Certainly, many will consider the failure of the Rudd government’s carbon trading scheme as no bad thing. The examples that followed of organised crime taking control of the European carbon market to sell fake offsets is reason enough. But carbon trading also provides one of the least-cost ways for big companies to meet their own emissions reduction targets with the additional benefit of increasing the productivity of rural land.
The meltdown in support for the federal government’s Climate Active market for carbon offsets is another example of green extremism gone wild. Green groups are determined not to support anything that may assist the fossil fuel industry to remain in business. Unsurprisingly, big coal and gas are looking for ways to offset their emissions at scale. This inevitably has led to claims of greenwashing. The federal government and big business are being cowed too easily into surrender rather than argue for a bigger long-term goal. The Climate Active program is not perfect because it allows access to internationally generated permits, some of which may be of dubious value. But the campaign against it is misguided because it slows the development of critical mass in an industry that will be badly needed as finding ways to cut emissions becomes progressively more difficult.
Government plans call for carbon reductions not only in electricity but across the board, including industry and agriculture.
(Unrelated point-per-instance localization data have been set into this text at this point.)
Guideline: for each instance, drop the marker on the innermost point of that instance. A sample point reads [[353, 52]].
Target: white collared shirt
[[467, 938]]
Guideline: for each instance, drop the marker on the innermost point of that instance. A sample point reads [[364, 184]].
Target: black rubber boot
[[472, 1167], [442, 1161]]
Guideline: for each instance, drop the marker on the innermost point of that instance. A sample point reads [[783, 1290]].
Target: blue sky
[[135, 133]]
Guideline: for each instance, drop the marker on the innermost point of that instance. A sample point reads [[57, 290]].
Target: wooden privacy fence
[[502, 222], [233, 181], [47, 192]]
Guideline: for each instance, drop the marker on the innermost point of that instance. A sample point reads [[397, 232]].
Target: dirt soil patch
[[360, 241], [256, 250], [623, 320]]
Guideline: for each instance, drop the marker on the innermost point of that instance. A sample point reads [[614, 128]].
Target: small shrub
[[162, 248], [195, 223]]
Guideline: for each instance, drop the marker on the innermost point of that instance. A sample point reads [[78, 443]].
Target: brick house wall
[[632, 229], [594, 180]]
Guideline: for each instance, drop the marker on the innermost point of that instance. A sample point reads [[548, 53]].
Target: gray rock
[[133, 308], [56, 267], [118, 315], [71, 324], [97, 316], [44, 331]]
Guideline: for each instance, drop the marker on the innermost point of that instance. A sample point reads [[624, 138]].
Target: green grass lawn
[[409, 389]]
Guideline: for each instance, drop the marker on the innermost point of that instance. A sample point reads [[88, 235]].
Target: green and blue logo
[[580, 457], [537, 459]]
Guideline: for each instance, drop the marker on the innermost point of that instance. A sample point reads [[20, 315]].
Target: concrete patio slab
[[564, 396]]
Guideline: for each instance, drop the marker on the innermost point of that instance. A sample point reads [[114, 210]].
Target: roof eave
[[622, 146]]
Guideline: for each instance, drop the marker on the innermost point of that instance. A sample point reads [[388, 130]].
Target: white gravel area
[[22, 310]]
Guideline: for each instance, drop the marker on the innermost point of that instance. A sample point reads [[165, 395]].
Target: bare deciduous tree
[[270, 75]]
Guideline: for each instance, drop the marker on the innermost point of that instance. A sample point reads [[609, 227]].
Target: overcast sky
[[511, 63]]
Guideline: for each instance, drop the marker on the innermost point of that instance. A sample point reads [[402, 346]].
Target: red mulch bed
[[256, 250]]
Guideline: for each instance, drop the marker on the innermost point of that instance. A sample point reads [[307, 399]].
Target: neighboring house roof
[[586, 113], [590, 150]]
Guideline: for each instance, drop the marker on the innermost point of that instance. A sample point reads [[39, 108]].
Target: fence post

Carbon permits can help as well as provide new opportunities to improve the economics of working the land.
That coal and gas producers are using offsets is beside the point. So far the groups speaking out in support of the carbon trading industry have a vested interest to do so. GreenCollar and Climate Friendly have built major businesses based on carbon farming and the offset market. Most of it is through high-quality schemes approved by the federal government under the revised safeguards mechanism, which is more credible than those offered in the voluntary and cheaper Climate Active framework.
But they are right to argue that rather than tearing down what is there, more energy should be put into making it work. This includes approving new methodologies that will unlock new stocks of credible domestic carbon abatement. Done properly, the market is not limited to Australia and potentially could be a major export industry that employs local people and leaves the environment in better shape.
Analyst Saul Kavonic summed up the situation when he said the carbon market had become the biggest driver of conservation of Australian biodiversity and habitat during the past decade, along with returning more money to farmers across the nation. He says green activists effectively are campaigning against planting trees. That is of little surprise but something to think about nonetheless.
Meeting the nation’s overly ambitious climate change targets is difficult enough and something Climate Change and Energy Minister Chris Bowen is unlikely to achieve. This is partly because a recurring fact of life is that those who claim to be the most concerned about saving the planet will always complain that no action is ever good enough. In politics and public policy, making perfect the enemy of the good is sure to lead to disappointment.